The surface finish is a key part of the aesthetic performance of parquet and wood flooring.
All SKEMA wood collections, Oximoro, Lumbertech and Yles, have been enhanced by a careful selection of surface treatments.
Surface finishes are a component of the wooden floor that can totally change the appearance of the wooden floor. Starting from the same wood species, such as the most common Oak, even keeping the same colour, surface finishes can make the floor more or less lived-in, more or less rustic or industrial, antique or modern.
The wide range of combinations that characterise the SKEMA collections gives you a great choice, so that you have a wooden floor for any style and interior design project.
The most frequent surface treatments among the SKEMA collections are brushing, scraping, texturing and oxidising. The type of surface treatment, oiled or varnished, can also be considered among the surface treatments. In fact, choosing between oiling and varnishing greatly changes the final appearance of the floor and gives the wood different properties.
This craftsmanship gives the board a pleasant, weathered appearance. Brushed parquet is obtained by using roundabout brushes on the surface of the wood that only remove the softer part and highlight the fibrous part. The result is a material effect, rough to the touch and slightly more resistant to use.
This process characterises the entire Lumbertech engineered wood flooring line, both Oil and Varnish, the deep brushing is a typical feature that enhances the wood plank.
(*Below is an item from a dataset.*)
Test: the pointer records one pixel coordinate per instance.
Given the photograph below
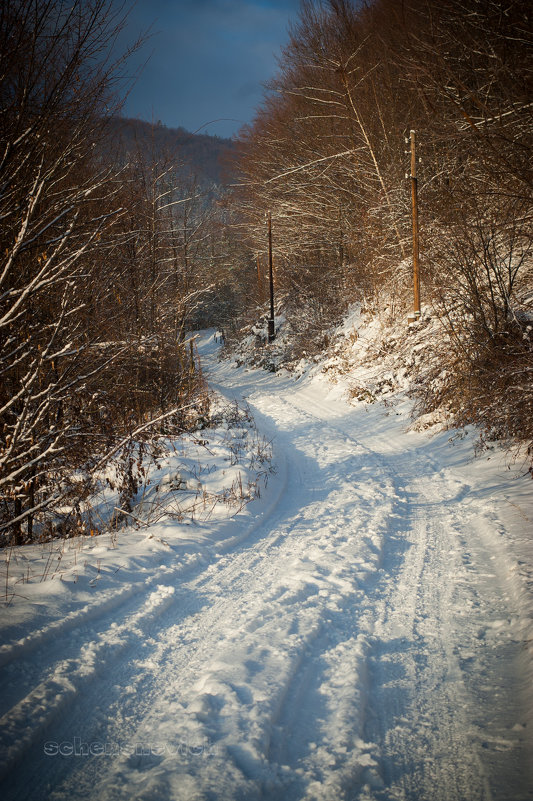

Brushed surfaces can also be found in almost all Oximoro collections: Cambridge, Palladio, Opera Evo, Opera 19 and Opera 26 with deep brushing. The patterned parquet Yles is also surface-brushed, and this processing is combined with the saw-cut texture.
Scraping is an artisanal process that is strictly handmade stave by stave; the board is also 'carved' against the grain to bring out the characteristics of the wood even more. The collection that has made scraping its stylistic hallmark is Oximoro Ermitage, but can also be found in Oximoro Opera 19 with Norma and in Opera Evo with Antico.
It reproduces a soft and non-invasive sawing, similar to the texture of gauze fabric, and is obtained by working the wood in both longitudinal and latitudinal directions. The texture effect is applied to some proposals in the Oximoro Cambridge collections and in the Lumbertech Oil collections with Rovere Circeo, Rovere Gargano and Rovere Arenal.
A craftsmanship that produces important cross cuts on the plank, making it look lived-in, the oak proposals of the Yles designed wood flooring all have this workmanship, combined with brushing.
This natural technique is carried out by reaction of the material in an autoclave or by impregnation, and is used to give an aged effect to the wood; it is found in Oximoro Cambridge, Ermitage, Opera 26 and Opera Evo.
The surface finish with oil, whereby oils are applied to the surface of the wood, is characterised by the naturalness of the colour that the parquet takes on, highlighting the grain and tone of the wood. It can be found in all SKEMA Oximoro and Lumbertech lines and also in Yles with the Walnut essence, which is processed open-pore and oiled with natural beeswax oils.
Varnishing floors by applying a surface film of varnish protects the wood from mechanical and chemical stress, making it more resistant and easier to clean. This finish is also present in all three SKEMA wood proposals, with some collections exclusively varnished, such as Palladio or the Lumbertech Varnish 270 and 205 collections.
In addition to these finishes, there are also other special processes in the Oximoro line:
De-structuring which is a mechanical planing of the wood following several directions and is used for the Manon and Medea colours of Oximoro Opera 19.
Smoked, a type of oxidation obtained in ovens that darken the wood, a process used for Opera Evo Antico and Moderno.
The pickling process used for Oximoro Ermitage Perugino, where the wood is brushed, varnished and then sanded until it has lighter veins tending towards white that allow the darker colour of the wood to be seen through.